The Washington Examiner’s Dominic Green

As President Donald Trump announced a breakthrough ceasefire deal between Israel and Hamas – hailed as “a strong, durable, and everlasting peace” – the world’s self-appointed moral conscience was busy doing what she does best: lecturing. Greta Thunberg, the globe-trotting climate crusader turned geopolitical gadfly, recently declared Israel guilty of “genocide and mass destruction,” blaming Western governments and media for enabling it.

Her words sparked yet another online spat with Trump, who quipped that Thunberg was “a troublemaker” with “an anger management problem.” Greta, ever quick on the digital draw, fired back by offering to share tips on anger management with Trump—proof that the Twitter wars of the 2010s live on in spirit, if not in app.

But beyond the social media theater, something more serious is taking shape. On Chicago’s Morning Answer, host Dan Proft and Washington Examiner columnist Dominic Green unpacked how Thunberg’s moral posturing fits into a broader cultural decay—where tantrums replace truth, and political violence masquerades as virtue.

“We’ve made a troll into an international guru,” Green said. “There are thousands of young people perfectly prepared to believe all of this—and act up in our streets.” He noted that while the fighting in Gaza may be easing, the ideological battle in the West is intensifying. “This is a coordinated global campaign,” Green warned. “It’s not just about Israel. It’s about undermining Western democracies themselves.”

That warning isn’t hyperbole. Attacks on Jewish communities have surged across Europe and the U.S. since October 2023, echoing a grim resurgence of antisemitism not seen in decades. Churches, too, have been targeted—more than 500 Catholic churches vandalized or attacked in America alone since 2020. The connection, Green argues, is clear: political leaders on the left have “ridden the tiger” of activist outrage for too long, and now they can’t dismount.

“They’ve committed themselves to the forces of destruction,” Green said. “It’s very hard to turn up dressed as a fireman when you’ve been an arsonist the day before.”
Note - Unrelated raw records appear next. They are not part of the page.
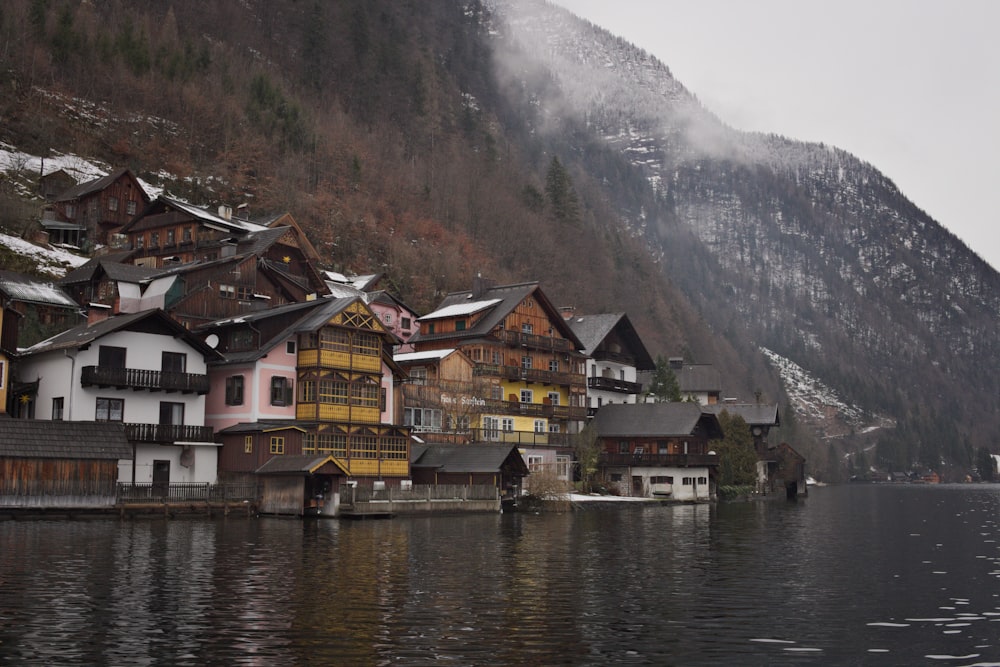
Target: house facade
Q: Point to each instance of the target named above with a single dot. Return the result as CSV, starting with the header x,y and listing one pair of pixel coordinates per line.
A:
x,y
530,371
96,208
311,379
616,356
143,370
660,450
That dynamic is playing out not only in the U.S. but in Europe as well. In Britain, the public’s frustration with the political establishment—left and right—has ignited what Green calls a brewing “silent rebellion.” With Nigel Farage’s Reform UK surging in popularity and both major parties floundering, Green predicted that “the next government could very well be led by Farage,” a stunning prospect in a political system designed to prevent such populist revolts.

From Greta’s performative fury to street-level chaos and political upheaval, the West seems trapped in a loop of its own making. Leaders refuse to condemn extremism outright, choosing instead to “not condone and not condemn,” as Dan Proft put it—allowing radicals to gain legitimacy while the institutions of order erode.

For now, Trump’s peace deal stands as a counterpoint: a reminder that despite the noise, some leaders still aim for resolution over rhetoric. Whether the moral guardians of the left can say the same remains doubtful.